Kompetisi yang digelar oleh Bakti Olahraga Djarum Foundation ini berlangsung sengit sejak babak penyisihan hingga final. Sebanyak 67 pasangan dari 51 media ambil bagian, menunjukkan bahwa semangat olahraga di kalangan jurnalis tetap membara di tengah padatnya rutinitas liputan.
Di kelompok usia 25–35 tahun, pasangan Angga dan Timotius Suwardianto dari Gaung Media tampil luar biasa. Mereka sukses mempertahankan gelar juara setelah menumbangkan pasangan Jefri Andrianto/Wahyu Yanuar Bustomi dari Jawa Pos dengan dua game langsung.
“Alhamdulillah bisa back to back juara. Tahun ini lebih berat karena lawan makin siap,” ujar Angga usai pertandingan dengan senyum lega.

Kisah Bangkit dan Kegigihan di Kelas 36–45 Tahun
Sementara itu, di kelompok usia 36–45 tahun, pasangan Tanam Hudoyo Irawan/Irwan Prasetyo dari media Posmo tampil solid. Mereka berhasil menundukkan ganda Jawa Pos Bambang Irawan/David Sunata dengan skor 21–13 dan 21–16.
Kemenangan ini menjadi kebanggaan tersendiri bagi Posmo, sekaligus menunjukkan bahwa semangat berkompetisi tidak mengenal usia.
Persaingan di kelompok 46 tahun ke atas tak kalah menarik. Dua pasangan dari TVRI Surabaya bahkan harus saling berhadapan di partai puncak.
Laga persahabatan yang diwarnai tawa itu dimenangkan oleh Burhan/Indra, setelah menundukkan Joko/Yusron dengan skor 21–9 dan 21–5.
Di posisi ketiga, pasangan Yoyok/Farid dari Harian Memorandum yang semula diunggulkan harus puas dengan perunggu.

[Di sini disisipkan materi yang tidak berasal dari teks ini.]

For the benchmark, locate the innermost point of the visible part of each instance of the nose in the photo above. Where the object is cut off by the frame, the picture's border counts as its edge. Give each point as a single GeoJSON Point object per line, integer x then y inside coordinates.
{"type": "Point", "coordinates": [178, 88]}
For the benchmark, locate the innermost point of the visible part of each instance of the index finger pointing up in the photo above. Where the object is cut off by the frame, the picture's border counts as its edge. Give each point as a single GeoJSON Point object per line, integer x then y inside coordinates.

Perwakilan Bakti Olahraga Djarum Foundation, Bayu Suryanto, mengaku kagum dengan semangat peserta dari Zona Timur.
“Antusiasme para jurnalis luar biasa. Setiap tahun semangatnya tidak pernah padam,” katanya.
Bayu berharap ajang seperti KBAM bisa terus menjadi ruang positif bagi insan pers untuk menjaga kebugaran sekaligus mempererat tali persaudaraan.